So You Want to Improve Your Sales Efficiency

With all the talk of recession, changing market dynamics, and the importance of efficient growth, many teams will be looking to boost their sales efficiency. How can the company drive more sales with less expense?

Let’s start with the formula for sales efficiency.

Sales efficiency = New_Bookings x Gross_Margin / Sales_and_Marketing_Cost

Three paths emerge from the equation:

  1. Increase bookings: increase pricing without sacrificing sales velocity.
  2. Improve gross margins: reduce infrastructure spending, eliminate software bills, and/or reduce customer success costs.
  3. Decrease sales & marketing cost: increase quotas, focus on marketing channels with superior ROI (at the expense of exploration), and improve sales training/support.

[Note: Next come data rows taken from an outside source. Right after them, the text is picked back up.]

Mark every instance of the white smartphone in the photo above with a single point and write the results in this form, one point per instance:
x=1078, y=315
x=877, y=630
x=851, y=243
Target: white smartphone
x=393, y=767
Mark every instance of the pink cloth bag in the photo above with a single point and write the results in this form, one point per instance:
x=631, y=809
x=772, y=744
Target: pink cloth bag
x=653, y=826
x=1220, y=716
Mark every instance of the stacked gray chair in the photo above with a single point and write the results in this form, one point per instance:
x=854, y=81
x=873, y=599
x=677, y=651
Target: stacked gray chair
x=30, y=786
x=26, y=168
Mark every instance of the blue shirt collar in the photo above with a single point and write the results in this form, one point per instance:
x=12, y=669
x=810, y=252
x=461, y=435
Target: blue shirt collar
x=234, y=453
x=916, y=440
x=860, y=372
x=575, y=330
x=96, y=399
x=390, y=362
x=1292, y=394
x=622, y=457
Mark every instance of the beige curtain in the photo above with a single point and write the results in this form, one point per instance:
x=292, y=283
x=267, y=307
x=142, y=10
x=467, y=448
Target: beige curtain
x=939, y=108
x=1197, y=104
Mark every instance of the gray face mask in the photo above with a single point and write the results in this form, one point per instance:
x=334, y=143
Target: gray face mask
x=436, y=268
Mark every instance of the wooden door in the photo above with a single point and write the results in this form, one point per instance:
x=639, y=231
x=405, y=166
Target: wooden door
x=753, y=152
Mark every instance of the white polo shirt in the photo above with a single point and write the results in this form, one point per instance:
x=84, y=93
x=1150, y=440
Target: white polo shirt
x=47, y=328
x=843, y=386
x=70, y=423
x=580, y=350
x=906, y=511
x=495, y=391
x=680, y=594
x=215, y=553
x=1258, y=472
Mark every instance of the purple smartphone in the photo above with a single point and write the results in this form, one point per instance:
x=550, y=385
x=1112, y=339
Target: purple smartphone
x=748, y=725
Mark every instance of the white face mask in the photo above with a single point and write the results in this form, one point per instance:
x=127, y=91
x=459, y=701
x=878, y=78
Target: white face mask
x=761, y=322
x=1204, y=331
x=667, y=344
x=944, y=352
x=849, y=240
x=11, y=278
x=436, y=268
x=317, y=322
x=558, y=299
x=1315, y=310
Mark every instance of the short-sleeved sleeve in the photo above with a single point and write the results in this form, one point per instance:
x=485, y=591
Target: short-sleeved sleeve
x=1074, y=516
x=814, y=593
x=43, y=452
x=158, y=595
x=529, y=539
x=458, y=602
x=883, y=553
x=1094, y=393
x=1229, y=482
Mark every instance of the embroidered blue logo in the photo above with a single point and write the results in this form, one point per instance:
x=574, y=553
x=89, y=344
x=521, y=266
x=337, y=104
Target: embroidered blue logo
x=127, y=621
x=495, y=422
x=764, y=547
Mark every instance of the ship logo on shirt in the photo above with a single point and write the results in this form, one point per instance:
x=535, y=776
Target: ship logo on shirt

Each strategy is viable. Teams should select the path or combination that suits their business best. But these strategies won’t impact the sales efficiency number the same way. Why? Convexity.

Convexity is a fancy word to mean one of these variables is a curve, not a straight line. Sales_And_Marketing_Cost is in the denominator, so it’s curved. A 10% increase or decrease in the cost won’t have a 10% impact on sales efficiency. New_Bookings and Gross_Margin move Sales_Efficiency linearly.

Let me show you the difference with a chart.

image

The x-axis shows a percent change from -30% to +30% from the baseline at 0 in both Gross_Profit and SM_Expense. The height of the chart is the months to repay (MTR) the cost of customer acquisition. MTR = 1/Sales_Efficiency x 12

Notice the red line SM_Expense curves. That’s the convexity.

This startup has a 24 month payback period to start. If the startup reduces SM_Expense by 20%, MTR drops by 17% to 20 months - not linear! Increasing gross margin by 20% reduces MTR by a full 20% to 19.2 months. That’s convexity at work.

Convexity works against the business in a deterioration scenario, too. Suppose SM_Expense surges 20%. MTR spikes to 30 months, a 25% increase - not linear again. If Gross Margin contracts 20 percent, moves in lock step to 28.8 months, a 20 percent increase.

The differences between these scenarios are a month in each case.

The point isn’t to fully focus on Gross_Margin vs SM_Expense. Rather, consider gross margin an important driver for paybacks; especially if the company anticipates big swings in either metric. The greater the delta from today in either one, the greater the convexity effect.

As more startups peer into the components of their gross margin, Startupland should expect pressure on infrastructure costs - a direct result of sales efficiency optimization.